I've been thinking about electronic voting for quite some time, and here's my proposal:

A voter goes up to an electronic voting machine. They push the buttons for the appropriate candidates or proposals. Once everything's been voted for, they push a button, and a ballot is printed.

The ballot is legible to the naked, unaided eye. In addition to listing the candidates the voter supports in English, there is a bar code at the bottom- similar to the thing scanned at your local checkout- with a series of numbers printed below the code in correspondence to the code.

The voter checks the paper ballot and then either trashes it in a nearby shredder or deposits it in a ballot box.

The votes are counted by machine, scanning the bar code and entering the tally on computer. It is the PAPER BALLOTS which get counted, not the running total on the machine that printed the ballots. If there is a dispute, the ballots can be counted by hand.

The system combines all the claimed benefits of electronic voting with the relative security and trackability of paper ballots. More to the point, it could probably be implemented using off-the-shelf technology for as little as $300 per unit. It's such an obvious solution I'm honestly surprised no one has marketed it.

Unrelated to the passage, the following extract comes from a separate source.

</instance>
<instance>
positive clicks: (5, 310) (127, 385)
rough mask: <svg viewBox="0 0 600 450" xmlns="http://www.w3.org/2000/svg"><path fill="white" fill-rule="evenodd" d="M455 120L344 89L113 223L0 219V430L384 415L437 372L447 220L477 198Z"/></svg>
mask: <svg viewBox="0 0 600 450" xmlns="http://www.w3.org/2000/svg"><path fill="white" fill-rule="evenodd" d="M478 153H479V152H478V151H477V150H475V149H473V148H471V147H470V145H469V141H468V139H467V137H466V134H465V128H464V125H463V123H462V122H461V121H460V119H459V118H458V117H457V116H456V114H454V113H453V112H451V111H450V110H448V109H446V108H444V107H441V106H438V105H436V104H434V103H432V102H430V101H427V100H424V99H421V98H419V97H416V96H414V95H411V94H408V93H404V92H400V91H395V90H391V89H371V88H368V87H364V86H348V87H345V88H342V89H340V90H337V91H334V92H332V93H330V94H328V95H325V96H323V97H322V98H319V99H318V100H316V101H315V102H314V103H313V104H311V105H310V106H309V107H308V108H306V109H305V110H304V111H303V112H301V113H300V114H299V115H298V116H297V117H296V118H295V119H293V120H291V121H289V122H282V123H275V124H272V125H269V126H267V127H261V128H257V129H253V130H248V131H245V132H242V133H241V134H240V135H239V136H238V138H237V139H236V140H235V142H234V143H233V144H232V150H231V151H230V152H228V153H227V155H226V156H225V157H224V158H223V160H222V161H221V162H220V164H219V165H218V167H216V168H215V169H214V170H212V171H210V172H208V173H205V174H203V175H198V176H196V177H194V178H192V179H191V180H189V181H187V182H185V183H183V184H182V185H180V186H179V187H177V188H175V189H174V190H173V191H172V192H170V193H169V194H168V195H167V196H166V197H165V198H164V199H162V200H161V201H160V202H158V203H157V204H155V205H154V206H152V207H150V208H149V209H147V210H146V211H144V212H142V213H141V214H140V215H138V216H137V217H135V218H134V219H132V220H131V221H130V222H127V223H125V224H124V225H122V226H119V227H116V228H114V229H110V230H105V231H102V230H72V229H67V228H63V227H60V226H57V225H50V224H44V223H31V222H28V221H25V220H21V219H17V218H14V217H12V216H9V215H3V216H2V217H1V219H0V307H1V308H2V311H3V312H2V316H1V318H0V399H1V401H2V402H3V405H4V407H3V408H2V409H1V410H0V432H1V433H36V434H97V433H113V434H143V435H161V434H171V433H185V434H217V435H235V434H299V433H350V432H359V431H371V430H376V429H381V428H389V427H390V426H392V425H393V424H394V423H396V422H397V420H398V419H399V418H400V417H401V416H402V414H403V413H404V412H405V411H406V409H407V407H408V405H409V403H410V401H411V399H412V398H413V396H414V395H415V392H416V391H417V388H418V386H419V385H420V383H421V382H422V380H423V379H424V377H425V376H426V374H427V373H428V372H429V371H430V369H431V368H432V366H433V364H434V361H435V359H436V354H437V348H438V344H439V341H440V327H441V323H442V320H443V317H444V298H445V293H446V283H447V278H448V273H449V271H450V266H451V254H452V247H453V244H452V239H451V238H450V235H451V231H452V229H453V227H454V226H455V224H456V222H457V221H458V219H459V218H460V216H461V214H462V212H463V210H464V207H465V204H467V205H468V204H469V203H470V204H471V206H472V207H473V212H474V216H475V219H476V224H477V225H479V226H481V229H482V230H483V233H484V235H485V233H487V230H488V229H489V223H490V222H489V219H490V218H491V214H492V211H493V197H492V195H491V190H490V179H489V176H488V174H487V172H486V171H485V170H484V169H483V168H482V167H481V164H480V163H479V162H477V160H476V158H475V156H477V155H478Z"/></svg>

Yet nobody has. Nobody is. Every single electronic voting system currently in use in the United States produces at best a paper tally- often not visible to the voter at all- but relies on the electronic code alone for results. This code is inherently insecure and untrustworthy... and that, I'm convinced, is WHY it's being used.

I'm glad this county still uses paper ballots, for the moment. If possible, get an absentee paper ballot, send it in, and then demand that all absentee ballots be counted.

In the meantime... any holes in my proposal?

Date: 2007-01-22 10:19 pm (UTC)
From: [identity profile] evilref.livejournal.com
In the meantime... any holes in my proposal?

It is still vulnerable to a deliberate fraud: making the bar-code not agree with the printed output. Given the large number of people who believe the Diebold voting machines are intended to perpetrate electoral fraud, your suggestion doesn't fix everything.

Most of the rest of the world uses crosses on a ballot paper, which are read by hand. That's about as close to foolproof as you can get, because the large number of people needed to do the count makes wholesale fraud very difficult to manage.

It seems to me that elections are too important to allow computers to do the counting.